PyMC中的在线贝叶斯学习(反复更新后验信念)

时间:2013-10-18 01:01:37

标签: python machine-learning pymc

以下模型是PyMC教程的一部分,名为disaster_model.py,可以在主代码中导入以用作模型:

"""
A model for the disasters data with a changepoint

changepoint ~ U(0, 110)
early_mean ~ Exp(1.)
late_mean ~ Exp(1.)
disasters[t] ~ Po(early_mean if t <= switchpoint, late_mean otherwise)

"""

from pymc import *
from numpy import array, empty
from numpy.random import randint

__all__ = ['disasters_array', 'switchpoint', 'early_mean', 'late_mean', 'rate', 'disasters']

disasters_array =   array([ 4, 5, 4, 0, 1, 4, 3, 4, 0, 6, 3, 3, 4, 0, 2, 6, 
                            3, 3, 5, 4, 5, 3, 1, 4, 4, 1, 5, 5, 3, 4, 2, 5, 
                            2, 2, 3, 4, 2, 1, 3, 2, 2, 1, 1, 1, 1, 3, 0, 0, 
                            1, 0, 1, 1, 0, 0, 3, 1, 0, 3, 2, 2, 0, 1, 1, 1, 
                            0, 1, 0, 1, 0, 0, 0, 2, 1, 0, 0, 0, 1, 1, 0, 2, 
                            3, 3, 1, 1, 2, 1, 1, 1, 1, 2, 4, 2, 0, 0, 1, 4, 
                            0, 0, 0, 1, 0, 0, 0, 0, 0, 1, 0, 0, 1, 0, 1])

# Define data and stochastics

switchpoint = DiscreteUniform('switchpoint', lower=0, upper=110, doc='Switchpoint[year]')
early_mean = Exponential('early_mean', beta=1.)
late_mean = Exponential('late_mean', beta=1.)
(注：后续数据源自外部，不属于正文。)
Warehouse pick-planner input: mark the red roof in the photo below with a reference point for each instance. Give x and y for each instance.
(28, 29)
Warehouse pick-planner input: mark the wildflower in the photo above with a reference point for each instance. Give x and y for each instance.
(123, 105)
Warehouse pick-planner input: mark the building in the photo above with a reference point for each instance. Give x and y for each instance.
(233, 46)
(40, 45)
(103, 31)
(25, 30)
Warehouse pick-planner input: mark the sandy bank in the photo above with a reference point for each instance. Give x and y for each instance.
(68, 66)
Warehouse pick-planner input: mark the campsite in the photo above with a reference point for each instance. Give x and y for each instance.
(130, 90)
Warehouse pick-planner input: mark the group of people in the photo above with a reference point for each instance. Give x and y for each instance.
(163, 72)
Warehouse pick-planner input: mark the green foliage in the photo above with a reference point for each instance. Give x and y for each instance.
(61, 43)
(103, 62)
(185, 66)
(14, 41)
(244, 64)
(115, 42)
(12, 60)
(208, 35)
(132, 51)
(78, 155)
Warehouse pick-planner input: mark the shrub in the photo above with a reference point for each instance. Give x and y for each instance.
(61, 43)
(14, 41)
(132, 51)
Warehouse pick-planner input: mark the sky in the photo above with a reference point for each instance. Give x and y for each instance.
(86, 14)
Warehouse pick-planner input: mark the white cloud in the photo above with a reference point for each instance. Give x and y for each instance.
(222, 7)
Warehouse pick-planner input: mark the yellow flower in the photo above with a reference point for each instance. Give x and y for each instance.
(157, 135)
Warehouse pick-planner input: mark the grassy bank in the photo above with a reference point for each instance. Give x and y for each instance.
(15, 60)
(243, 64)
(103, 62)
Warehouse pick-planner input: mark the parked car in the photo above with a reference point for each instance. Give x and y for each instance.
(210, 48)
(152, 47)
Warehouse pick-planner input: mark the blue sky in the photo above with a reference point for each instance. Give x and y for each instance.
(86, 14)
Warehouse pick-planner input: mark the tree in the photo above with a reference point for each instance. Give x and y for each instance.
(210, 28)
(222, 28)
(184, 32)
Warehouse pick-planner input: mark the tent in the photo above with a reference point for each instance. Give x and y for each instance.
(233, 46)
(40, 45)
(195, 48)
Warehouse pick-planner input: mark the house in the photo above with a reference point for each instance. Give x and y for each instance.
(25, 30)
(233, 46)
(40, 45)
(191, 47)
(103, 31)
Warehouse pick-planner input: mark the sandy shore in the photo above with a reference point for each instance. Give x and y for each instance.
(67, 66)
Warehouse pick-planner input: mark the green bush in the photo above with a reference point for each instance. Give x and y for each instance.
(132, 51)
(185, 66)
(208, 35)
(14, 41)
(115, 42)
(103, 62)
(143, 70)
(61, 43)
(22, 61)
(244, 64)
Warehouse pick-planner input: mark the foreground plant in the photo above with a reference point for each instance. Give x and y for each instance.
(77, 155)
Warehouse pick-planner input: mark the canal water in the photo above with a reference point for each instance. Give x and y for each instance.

@deterministic(plot=False)
def rate(s=switchpoint, e=early_mean, l=late_mean):
    ''' Concatenate Poisson means '''
    out = empty(len(disasters_array))
    out[:s] = e
    out[s:] = l
    return out

disasters = Poisson('disasters', mu=rate, value=disasters_array, observed=True)

现在可以使用MCMC Metropolis Hasting算法从分布中进行采样,以获得参数的后验分布。

from pymc.examples import disaster_model
from pymc import MCMC
M = MCMC(disaster_model)
M.sample(iter=10000, burn=1000, thin=10)

现在我的问题是假设在这次采样后我获得了新数据。之后如何更新我的后验分布?基本上如何使用PyMC实现在线学习?

1 个答案:

答案 0 :(得分:1)

您需要为更新指定新模型。这样做的原因是,现在您将拥有用于未知参数的信息先验。具体来说,切换点上的DiscreteUniform将是分类或多项(n = 1),并且速率参数可能都是正态分布的。您可以将这些先验(使用几种方法之一)拟合到模型第一次运行的后验样本中。如果您计划重复更新,则可以以编程方式轻松执行此更新。